Ce respect qui, malheureusement, manque dans les contacts si intéressés entre la société occidentale et africaine.

Remontés dans le fourgon, Andrea nous parle des masaï, le peuple légendaire de bergers qui vit encore dans les steppes entre le Kenya et la Tanzanie.
Beaucoup d'entre eux n'accepteront jamais un changement : car même si, eux aussi sont touchés en partie par le progrès, ce sont encore des hommes d'un autre temps qui ne sont plus redoutés comme des guerriers invincibles mais sont encore aujourd'hui, respectés et admirés pour leur fierté innée.

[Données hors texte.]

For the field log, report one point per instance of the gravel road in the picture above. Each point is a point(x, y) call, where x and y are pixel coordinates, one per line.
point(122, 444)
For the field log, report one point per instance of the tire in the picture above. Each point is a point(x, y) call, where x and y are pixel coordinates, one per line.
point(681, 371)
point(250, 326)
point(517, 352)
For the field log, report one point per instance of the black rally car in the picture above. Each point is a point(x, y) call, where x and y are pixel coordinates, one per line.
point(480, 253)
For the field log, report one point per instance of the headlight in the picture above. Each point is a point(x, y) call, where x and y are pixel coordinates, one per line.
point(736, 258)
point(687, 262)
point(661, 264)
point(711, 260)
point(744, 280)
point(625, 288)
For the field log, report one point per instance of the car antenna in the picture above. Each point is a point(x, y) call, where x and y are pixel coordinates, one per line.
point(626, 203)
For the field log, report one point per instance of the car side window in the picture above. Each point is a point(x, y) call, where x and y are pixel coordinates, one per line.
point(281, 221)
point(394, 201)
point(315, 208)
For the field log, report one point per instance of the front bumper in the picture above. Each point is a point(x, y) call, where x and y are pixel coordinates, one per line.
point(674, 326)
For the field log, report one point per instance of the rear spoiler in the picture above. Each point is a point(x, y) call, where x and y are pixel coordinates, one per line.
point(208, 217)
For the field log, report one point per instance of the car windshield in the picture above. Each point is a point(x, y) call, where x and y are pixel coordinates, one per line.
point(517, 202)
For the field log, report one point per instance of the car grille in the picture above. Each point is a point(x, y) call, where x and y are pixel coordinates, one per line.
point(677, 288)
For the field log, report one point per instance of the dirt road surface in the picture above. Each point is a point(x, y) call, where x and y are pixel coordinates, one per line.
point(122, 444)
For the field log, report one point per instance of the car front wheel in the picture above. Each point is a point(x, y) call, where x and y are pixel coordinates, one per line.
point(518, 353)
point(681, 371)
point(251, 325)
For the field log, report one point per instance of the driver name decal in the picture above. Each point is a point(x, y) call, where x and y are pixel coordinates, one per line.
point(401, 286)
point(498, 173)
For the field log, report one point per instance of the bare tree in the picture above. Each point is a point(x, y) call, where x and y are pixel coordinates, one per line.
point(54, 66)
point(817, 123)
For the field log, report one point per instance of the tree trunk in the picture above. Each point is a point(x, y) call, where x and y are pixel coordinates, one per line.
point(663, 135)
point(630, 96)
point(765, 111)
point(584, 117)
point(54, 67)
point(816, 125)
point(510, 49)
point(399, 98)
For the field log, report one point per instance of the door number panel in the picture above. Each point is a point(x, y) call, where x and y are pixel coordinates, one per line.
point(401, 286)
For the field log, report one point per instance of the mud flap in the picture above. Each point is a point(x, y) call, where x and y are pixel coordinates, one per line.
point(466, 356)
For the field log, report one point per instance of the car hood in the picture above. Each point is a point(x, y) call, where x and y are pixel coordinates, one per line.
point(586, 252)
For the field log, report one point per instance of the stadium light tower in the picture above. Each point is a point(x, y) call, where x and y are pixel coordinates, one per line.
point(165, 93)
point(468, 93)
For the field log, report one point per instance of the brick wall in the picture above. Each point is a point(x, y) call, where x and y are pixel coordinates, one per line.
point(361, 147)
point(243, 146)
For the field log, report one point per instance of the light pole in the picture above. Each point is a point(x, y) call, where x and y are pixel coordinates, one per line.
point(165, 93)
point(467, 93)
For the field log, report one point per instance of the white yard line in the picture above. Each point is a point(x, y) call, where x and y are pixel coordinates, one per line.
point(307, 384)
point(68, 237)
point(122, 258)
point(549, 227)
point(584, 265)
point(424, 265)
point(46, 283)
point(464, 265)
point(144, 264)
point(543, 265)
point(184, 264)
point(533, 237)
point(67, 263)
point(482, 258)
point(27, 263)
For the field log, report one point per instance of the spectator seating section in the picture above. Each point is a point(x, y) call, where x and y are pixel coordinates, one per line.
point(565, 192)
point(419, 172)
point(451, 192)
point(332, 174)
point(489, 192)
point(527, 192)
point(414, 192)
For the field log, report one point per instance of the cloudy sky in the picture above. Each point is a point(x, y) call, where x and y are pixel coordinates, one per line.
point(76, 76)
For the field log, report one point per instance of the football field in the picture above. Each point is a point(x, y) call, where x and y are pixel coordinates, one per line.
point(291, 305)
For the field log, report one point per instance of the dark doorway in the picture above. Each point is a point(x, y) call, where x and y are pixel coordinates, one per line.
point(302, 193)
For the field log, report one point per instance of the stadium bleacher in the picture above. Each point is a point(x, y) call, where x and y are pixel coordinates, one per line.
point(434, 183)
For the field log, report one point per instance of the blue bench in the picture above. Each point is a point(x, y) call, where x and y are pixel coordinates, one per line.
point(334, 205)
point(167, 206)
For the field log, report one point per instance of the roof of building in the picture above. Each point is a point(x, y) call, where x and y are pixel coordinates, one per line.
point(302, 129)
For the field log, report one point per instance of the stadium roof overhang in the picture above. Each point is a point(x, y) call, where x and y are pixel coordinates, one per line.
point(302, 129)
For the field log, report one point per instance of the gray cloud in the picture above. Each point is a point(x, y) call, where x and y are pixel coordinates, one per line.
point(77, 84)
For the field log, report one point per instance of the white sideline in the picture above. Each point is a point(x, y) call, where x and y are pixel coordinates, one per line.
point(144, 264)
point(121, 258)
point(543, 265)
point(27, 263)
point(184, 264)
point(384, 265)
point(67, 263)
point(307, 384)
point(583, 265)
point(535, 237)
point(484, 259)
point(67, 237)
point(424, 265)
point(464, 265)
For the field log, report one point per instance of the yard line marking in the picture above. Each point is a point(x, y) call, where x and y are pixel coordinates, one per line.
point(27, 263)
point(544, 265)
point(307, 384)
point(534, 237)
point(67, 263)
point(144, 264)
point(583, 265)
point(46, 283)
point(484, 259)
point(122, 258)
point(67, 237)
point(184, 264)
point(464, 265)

Andrea nous raconte que c'est un peuple littéralement décimé par des maladies liées directement à l'habitude de boire de tout, même de l'eau souillée. Les masaï sont en effet, inflexibles par rapport au respect de leurs propres principes et donc, jamais, ils ne creusent de puits, ni du reste ne pratiquent l’agriculture parce qu'ils considèrent nécessaire de respecter la terre en évitant de «la blesser» en la creusant ou en la cultivant. Ils aiment immensément les espaces ouverts dans lesquels ils réussissent à parcourir à pied des distances inimaginables, et avec ces paroles nous revient en mémoire un extrait d’une lecture faite quelques mois auparavant. Elle expliquait que les masaï sont animés par un sens de la liberté si irrésistible, qu'ils ne peuvent pas être enfermés longtemps, en prison, sinon ils meurent en l’espace de peu de temps ; à cause de cela, les délits qu'ils commettent, sont punis par des amendes, mais non par la prison. C'est un besoin de liberté que l’on peut reconnaître aussi chez le voyageur masaï âgé que nous venons à peine de saluer: il a sûrement cheminé des heures et des heures avec l'unique compagnie des infinies étendues africaines...

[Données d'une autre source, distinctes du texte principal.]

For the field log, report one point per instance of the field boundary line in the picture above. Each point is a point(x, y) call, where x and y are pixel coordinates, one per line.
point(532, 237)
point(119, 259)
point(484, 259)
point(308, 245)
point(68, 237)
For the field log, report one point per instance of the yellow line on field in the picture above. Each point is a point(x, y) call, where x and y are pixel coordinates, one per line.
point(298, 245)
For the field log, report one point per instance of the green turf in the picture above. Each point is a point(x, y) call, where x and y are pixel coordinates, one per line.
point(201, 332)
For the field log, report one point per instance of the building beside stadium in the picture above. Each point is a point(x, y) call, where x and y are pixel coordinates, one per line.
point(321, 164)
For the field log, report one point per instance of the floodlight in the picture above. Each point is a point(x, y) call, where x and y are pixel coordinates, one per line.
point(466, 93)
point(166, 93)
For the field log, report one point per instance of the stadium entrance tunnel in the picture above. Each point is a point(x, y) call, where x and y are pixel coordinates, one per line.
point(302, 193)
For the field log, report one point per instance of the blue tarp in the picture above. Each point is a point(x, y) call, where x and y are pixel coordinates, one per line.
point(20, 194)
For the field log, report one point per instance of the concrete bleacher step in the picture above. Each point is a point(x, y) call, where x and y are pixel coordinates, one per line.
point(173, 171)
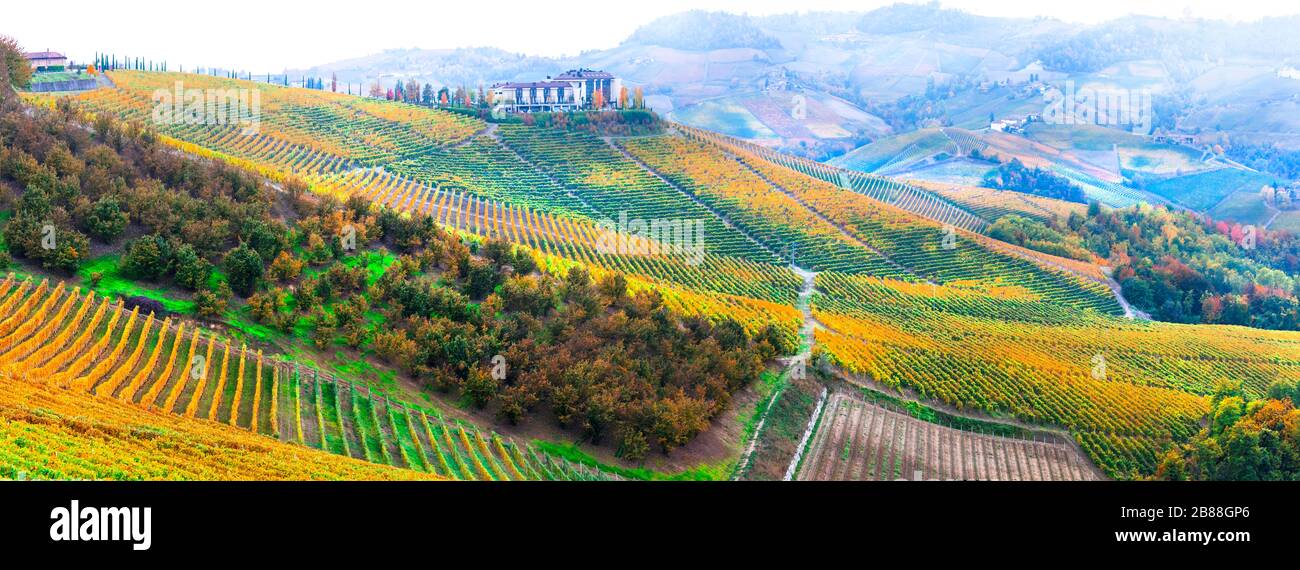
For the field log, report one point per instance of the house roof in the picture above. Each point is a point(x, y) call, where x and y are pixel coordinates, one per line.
point(584, 74)
point(532, 83)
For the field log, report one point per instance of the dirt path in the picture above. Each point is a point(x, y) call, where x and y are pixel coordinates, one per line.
point(798, 359)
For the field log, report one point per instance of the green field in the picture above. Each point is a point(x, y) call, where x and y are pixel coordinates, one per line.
point(1203, 190)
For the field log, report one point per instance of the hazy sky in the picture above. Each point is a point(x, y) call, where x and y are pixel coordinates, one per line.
point(269, 35)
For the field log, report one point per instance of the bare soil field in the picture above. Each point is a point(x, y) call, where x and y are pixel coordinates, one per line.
point(858, 440)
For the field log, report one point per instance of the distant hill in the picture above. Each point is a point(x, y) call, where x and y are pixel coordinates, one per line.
point(822, 83)
point(698, 30)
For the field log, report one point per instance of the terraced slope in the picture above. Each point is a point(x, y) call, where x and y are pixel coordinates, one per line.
point(90, 349)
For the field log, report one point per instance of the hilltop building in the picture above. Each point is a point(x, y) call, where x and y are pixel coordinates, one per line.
point(47, 60)
point(571, 90)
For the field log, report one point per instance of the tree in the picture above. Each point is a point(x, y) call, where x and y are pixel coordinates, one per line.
point(212, 302)
point(191, 271)
point(146, 258)
point(243, 268)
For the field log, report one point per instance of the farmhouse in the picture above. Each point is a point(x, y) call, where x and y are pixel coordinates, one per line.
point(47, 60)
point(576, 89)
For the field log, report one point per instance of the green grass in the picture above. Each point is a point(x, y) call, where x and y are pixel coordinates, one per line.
point(702, 473)
point(1203, 190)
point(112, 284)
point(50, 77)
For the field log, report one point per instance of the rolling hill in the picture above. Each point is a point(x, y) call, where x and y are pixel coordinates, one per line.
point(904, 293)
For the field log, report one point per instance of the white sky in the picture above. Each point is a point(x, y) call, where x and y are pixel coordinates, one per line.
point(269, 35)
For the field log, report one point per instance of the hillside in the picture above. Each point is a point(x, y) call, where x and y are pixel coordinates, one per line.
point(822, 83)
point(909, 294)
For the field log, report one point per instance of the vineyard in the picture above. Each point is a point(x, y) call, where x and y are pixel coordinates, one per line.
point(90, 348)
point(858, 440)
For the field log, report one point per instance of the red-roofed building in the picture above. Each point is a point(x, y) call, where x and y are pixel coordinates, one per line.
point(567, 91)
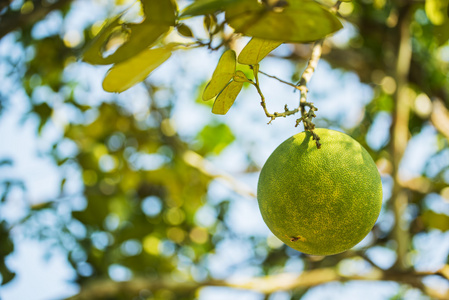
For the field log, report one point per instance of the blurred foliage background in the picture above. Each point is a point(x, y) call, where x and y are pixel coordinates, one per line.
point(150, 196)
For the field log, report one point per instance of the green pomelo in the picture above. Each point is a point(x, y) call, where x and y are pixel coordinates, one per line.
point(320, 201)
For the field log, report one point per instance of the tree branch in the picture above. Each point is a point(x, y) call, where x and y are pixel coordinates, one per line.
point(440, 117)
point(400, 135)
point(106, 288)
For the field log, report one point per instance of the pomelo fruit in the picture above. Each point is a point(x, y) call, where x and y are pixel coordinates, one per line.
point(320, 201)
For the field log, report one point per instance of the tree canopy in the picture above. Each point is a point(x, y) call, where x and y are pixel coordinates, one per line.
point(149, 191)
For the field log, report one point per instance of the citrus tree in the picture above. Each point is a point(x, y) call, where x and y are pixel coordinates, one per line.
point(126, 103)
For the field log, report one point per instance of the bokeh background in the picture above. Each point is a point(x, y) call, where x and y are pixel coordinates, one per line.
point(148, 195)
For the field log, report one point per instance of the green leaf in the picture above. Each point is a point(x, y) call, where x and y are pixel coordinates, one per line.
point(441, 33)
point(206, 7)
point(140, 36)
point(223, 73)
point(227, 97)
point(162, 12)
point(436, 11)
point(184, 30)
point(240, 77)
point(435, 220)
point(214, 139)
point(93, 52)
point(299, 21)
point(256, 50)
point(159, 16)
point(124, 75)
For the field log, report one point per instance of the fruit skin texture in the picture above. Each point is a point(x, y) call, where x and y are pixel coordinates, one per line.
point(320, 201)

Par ailleurs, les vicissitudes ne sont pas finies. Nous rejoignons la jeep des "Don" qui nous attendaient et nous reprenons le voyage quand, un coup terrible nous fait palpiter le cœur. A proximité d'un petit village, formé par quelques dizaines de cabanes de boue, un pneu arrière de notre fourgon se désintègre en mille morceaux avec une explosion qui ressemble à un coup de canon. Ce qui pour nous est une malchance, est en revanche, un motif de grande fête pour une bande de garçons qui se précipite vers notre groupe, en riant et en criant de joie.
Encore étourdis par cet imprévu, nous nous regardons, surpris par tant d'enthousiasme inexplicable, mais ensuite nous en comprenons la raison ; les enfants qui, en courant à perdre haleine, sont arrivés les premiers, se sont accaparé les morceaux de caoutchouc les plus grands et se les mettent au pied, en guise de semelles, en les fixant avec quelques cordes grossières de fibre végétale. C'est l’«art» de la survivance, affinée par des jeunes qui savent qu'ils doivent tirer le maximum de toute situation; c’est seulement ainsi qu’ils peuvent espérer vaincre la lutte quotidienne qu’il est nécessaire de mener pour pouvoir continuer à vivre.